Отец, как никогда, расправил плечи и, как никогда, сиял. Он шел быстрым шагом, легкой походкой, как будто снова превратился в молодого человека, которого я не знал и которым он, может быть, никогда и не был. Он не просто шел. Он пританцовывал. Как триумфатор. Как победитель. Как самовлюбленный эгоист.
— Да у нас еще и виз нет, — парировала мама. Особого восторга у нее в голосе не ощущалось. — Пока штамп в паспорте не поставят, радоваться рановато. Что-то я обещаниям этого Нансена не очень верю.
— А ведь ты ему очень понравилась. Как он на тебя смотрел, руку пожимал, даже руку на плечо тебе положил. Госпожа то, госпожа сё… Если бы я тебя так хорошо не знал, мог бы и приревновать. А вдруг он втайне надеется, что ты с ним…
— А ну прекрати сейчас же! Да еще при ребенке!
Мама бросила на меня быстрый взгляд, но я притворился, что не слышал.
Маме было тридцать шесть, и она была красивая. Я чувствовал: шутка отца каким-то образом связана с симпатичными женщинами в витринах квартала красных фонарей, но то, что он сказал это о маме, отталкивало и даже пугало.

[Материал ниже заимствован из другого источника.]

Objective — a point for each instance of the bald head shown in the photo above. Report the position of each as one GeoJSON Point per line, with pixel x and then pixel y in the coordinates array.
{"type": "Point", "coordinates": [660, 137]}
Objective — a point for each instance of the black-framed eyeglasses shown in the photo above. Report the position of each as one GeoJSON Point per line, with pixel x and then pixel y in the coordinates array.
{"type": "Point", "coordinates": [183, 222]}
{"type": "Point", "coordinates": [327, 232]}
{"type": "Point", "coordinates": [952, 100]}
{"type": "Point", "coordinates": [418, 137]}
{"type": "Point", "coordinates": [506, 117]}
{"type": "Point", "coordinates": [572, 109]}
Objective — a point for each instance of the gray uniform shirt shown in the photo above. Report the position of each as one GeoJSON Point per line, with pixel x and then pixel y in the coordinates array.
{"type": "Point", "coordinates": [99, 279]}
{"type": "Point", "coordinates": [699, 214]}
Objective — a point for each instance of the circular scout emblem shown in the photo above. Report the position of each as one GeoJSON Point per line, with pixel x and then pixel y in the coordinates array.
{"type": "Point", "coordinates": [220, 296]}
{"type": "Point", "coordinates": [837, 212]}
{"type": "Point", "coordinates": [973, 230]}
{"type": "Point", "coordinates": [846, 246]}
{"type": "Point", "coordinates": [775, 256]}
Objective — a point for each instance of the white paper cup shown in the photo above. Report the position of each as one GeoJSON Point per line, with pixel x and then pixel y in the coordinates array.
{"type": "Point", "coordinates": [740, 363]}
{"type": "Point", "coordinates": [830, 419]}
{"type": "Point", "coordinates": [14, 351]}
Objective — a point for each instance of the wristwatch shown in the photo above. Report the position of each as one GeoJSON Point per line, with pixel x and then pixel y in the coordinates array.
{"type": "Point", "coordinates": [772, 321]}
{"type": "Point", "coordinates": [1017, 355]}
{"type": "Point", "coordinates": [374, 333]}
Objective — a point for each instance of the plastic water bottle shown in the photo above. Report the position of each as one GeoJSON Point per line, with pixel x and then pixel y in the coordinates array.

— Какой противный альбинос, — поежилась мама. — Может быть, человек он и очень достойный, но урод уродом…
Она рассмеялась.
— Но для него ты — страстная еврейка, яркая южанка. Эти северяне просто без ума от таких женщин… — возразил отец.
Мама рассмеялась еще громче. «В следующий раз дам этому Нансену по морде», — решил я и сжал кулаки.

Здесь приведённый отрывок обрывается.